Can Mitt Romney win in November without making a dent in the big blue wall? Sure. The states add up to only 242 electoral votes. But obviously his chances improve if he were to remove at least one brick.
And which one might that be?
Try Wisconsin, the site of a very curious vote on June 5 – a recall election that’s a replay of the 2010 gubernatorial race that pitted Republican Scott Walker against Milwaukee Mayor Tom Barrett (Walker won that contest, collecting 52.3% of the vote).
Here are three reasons why the Badger State recall, though five months before the national vote, national weighs heavily on the 2012 presidential election and beyond:
1) The GOP’s Class of 2014’s First Mid-Term Test. Unlike California’s 2003 gubernatorial recall election, when then-Gov. Gray Davis faced a slew of political problems (massive budget deficit, rolling power blackouts, Arnold Schwarzenegger’s star power) Walker’s under political indictment for one reason: he angered Big Labor for going after state workers’ pensions. Walker’s arguably the controversial governor in the land.
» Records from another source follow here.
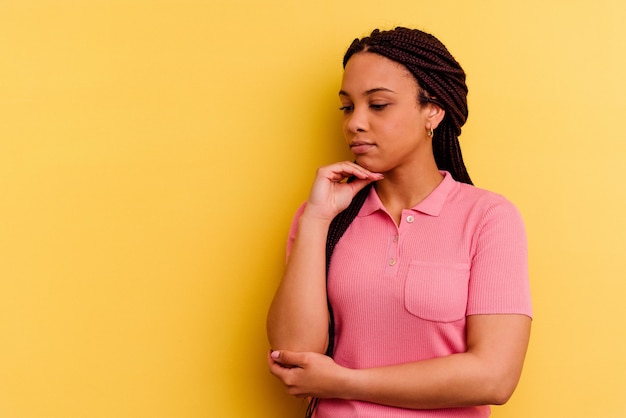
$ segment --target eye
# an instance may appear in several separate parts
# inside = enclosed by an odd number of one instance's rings
[[[353,105],[345,105],[339,108],[339,110],[341,110],[343,113],[350,113],[352,112],[353,109],[354,109]]]
[[[372,103],[372,104],[370,104],[370,108],[371,108],[372,110],[376,110],[376,111],[383,110],[383,109],[384,109],[384,108],[386,108],[387,106],[389,106],[389,104],[388,104],[388,103],[382,103],[382,104],[381,104],[381,103]]]

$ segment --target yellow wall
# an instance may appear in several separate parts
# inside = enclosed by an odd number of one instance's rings
[[[301,416],[265,312],[340,60],[375,26],[468,73],[478,185],[530,239],[536,319],[494,417],[626,416],[626,3],[0,1],[0,416]]]

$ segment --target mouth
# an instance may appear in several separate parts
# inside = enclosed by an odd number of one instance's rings
[[[369,142],[356,141],[356,142],[350,143],[350,150],[352,151],[354,155],[366,154],[368,151],[370,151],[374,147],[376,147],[376,145],[371,144]]]

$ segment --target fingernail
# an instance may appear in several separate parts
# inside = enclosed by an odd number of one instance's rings
[[[272,351],[272,353],[270,354],[270,356],[274,359],[277,360],[278,357],[280,357],[280,351]]]

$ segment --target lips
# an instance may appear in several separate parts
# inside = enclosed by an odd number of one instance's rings
[[[354,155],[362,155],[373,149],[376,145],[369,142],[353,142],[350,144],[350,150]]]

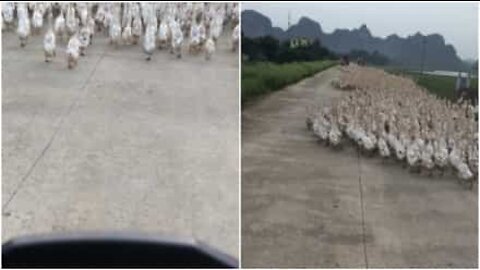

He’s also also the first of the freshman GOP governors elected in blue or purple states – several of whom, like Ohio’s John Kasich, are trying to talk up a right-track economy – to face an jazzed electorate well before their actual re-election. If Walker can hold on (recent polls seem to be breaking his way), it’s a message to his fellow governors to persevere with their reform agendas – coincidentally, much like the GOP’s gubernatorial class of 1990 rode out the recession of the early ‘90’s and was handsomely rewarded in the GOP landslide of 1994.
2) A Boost to Pension Reform? Something Kasich attempted but couldn’t pull off in Ohio: pension reform (Ohioans last fall rejected Issue 2, which would have changed the state’s collective-bargaining law). In California, Gov. Jerry Brown’s introduced a 12-point pension-reform plan (six months ago and no action since from the Democratic Legislature, despite a ballooning state budget deficit). It’s also in play in Illinois and Michigan. But should Walker be ousted in the recall: good like finding another governor, Republican or Democratic, willing to significantly address entitlement reforms. The chattering class will sift through the June 5 results to gauge if taking on unions is collective-bargaining is a political third rail.
3) Battleground Carryover? Walker’s run a “minimalist, almost stealthy” campaign that’s heavy on message discipline and a no-frills pounding of the pavement. At the same time, Republicans are flooding the Wisconsin airwaves with pro-GOP, pro-conservative ads. Walker could have played defense – one of Gray Davis’ blunders in California’s recall (he mocked the process, then his opponents). Instead, he took the threat head-on. If Walker succeeds, will that encourage the Romney campaign to likewise play for keeps in Wisconsin come October and November (May surveys showing a presidential dead-heat in a state that hasn’t gone Republican since 1984). One curiosity of the recall, btw: for all the talk about the election having national implications, both Romney and Obama – physically, at least – have stayed out of it (your next uncomfortable Jay Carney moment: having to explain why the President bailed on his promise to personally intervene where collective-bargaining was a stake).
4) Labor’s Love’s Lost? How much money are labor unions and left-leaning special interests pumping into Wisconsin in order not only to oust Walker but also send a message nationwide? We won’t know the total until after the vote. Then again, unions and progressive groups invested nearly $15 million last year in the 9 recall efforts against incumbent lawmakers (six Republicans, three Democrats challenged – seven surviving, two losing). In 2012, it’s a bigger race with bigger stakes. Here’s one way to look at Big Labor’s investment in Wisconsin: every dollar spent in June is one less dollar that won’t go into a congressional race this fall. And that something the left may come to regret, should Republicans narrowly hold on to the House or eke out majority control of the Senate.